Brozel points out, though, that the focus needs to be on the community, not on finding a “magic” bacterium that will make everything better. “There is something to that, but the soil is very diverse. It’s not that simple because you’re introducing it to a complex world. My lab asks how does that world work in its totality. Before we fix the engine, can we understand how it works and tweak it?”
A natural grassland, Brozel says, is very capable of supplying itself with enough nitrogen through fixation. In a plant monoculture, like most farmground, some of that ability is lost. “If we can find out how that works we understand better the pieces to put back into monoculture. These nitrogen fixers can boost plants if you can boost their happiness. Fixing nitrogen takes a huge investment from the bacteria. It’s a very energy-intense reaction. Bacteria don’t do this because they feel like they want to do a good deed for the plant. They have to get something in return. Understanding how that interplay works is important for us.”
Sen Subramanian is a professor in agronomy, horticulture and plant science at SDSU. His research focuses on how microbiomes affect nodule development in soybeans, and, in partnership with Kansas State University, how microbes affect chilling tolerance in sorghum. Sorghum would be a desirable crop on the Great Plains, as it doesn’t require as much water or fertilizer as corn, can tolerate flooding more than corn and can be used in both energy and agriculture applications. However, because it’s sensitive to early-stage chilling, meaning it needs a higher soil temperature than other crops, it often can’t use winter moisture for germination, and it sometimes freezes before it’s harvested. For fields that aren’t suitable for corn, or other cultivation, sorghum could be a valuable crop if scientists can solve that one small problem.
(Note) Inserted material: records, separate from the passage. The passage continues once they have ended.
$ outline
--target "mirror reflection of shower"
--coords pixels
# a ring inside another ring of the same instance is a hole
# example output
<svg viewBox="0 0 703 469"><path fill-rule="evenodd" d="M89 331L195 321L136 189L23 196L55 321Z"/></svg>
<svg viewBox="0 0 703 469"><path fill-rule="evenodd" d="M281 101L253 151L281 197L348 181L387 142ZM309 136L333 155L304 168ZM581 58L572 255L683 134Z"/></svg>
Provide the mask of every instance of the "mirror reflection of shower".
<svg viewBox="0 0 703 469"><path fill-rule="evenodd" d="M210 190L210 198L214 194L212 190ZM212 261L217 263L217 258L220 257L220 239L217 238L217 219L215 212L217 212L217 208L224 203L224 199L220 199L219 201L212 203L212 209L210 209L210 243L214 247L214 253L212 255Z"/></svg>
The research is still relatively new, but several companies are in the early stages of offering farmers microbial options for improving growth and pest resistance. They identify a few species of bacteria that have a beneficial function and add them through seed coat or specific application. One company, called BioConsortia, is developing, or has developed, biologics to address nematodes, insects and fungus, plus nitrogen fixation and biostiumlants, which they say consistently improves the yield of various fruit and vegetable crops by 15 percent, according to their website.
Brozel and Lemaux both pointed out that microbiomes are specific to ecoregions, so the microbes that would be beneficial to cucumbers in California wouldn’t be much help to millet in Montana. “They have to be tailored to soil structure and a range of factors, like temperature and rainfall,” Brozel said. “What would work in eastern South Dakota wouldn’t necessarily work in western South Dakota.”
The scientists all hope their research will add another piece to the puzzle of what goes on underground that affects how plants perform and survive. “One can apply concepts to closely-related crops,” Subramanian said. “A benefit of doing this detailed analysis is you can identify what microbe, but also what quality in that microbe is performing a function. You can find another microbe that already exists in another environment that provides the same benefit.”
Like the communities in the world, microbiomes all have unique aspects, and they don’t all have the same needs or functions. Billings doesn’t need gondoliers and Venice doesn’t usually need snowplow drivers. The key, scientists are discovering, is figuring out who is doing which job, and who to hire and who to fire to get the important jobs done.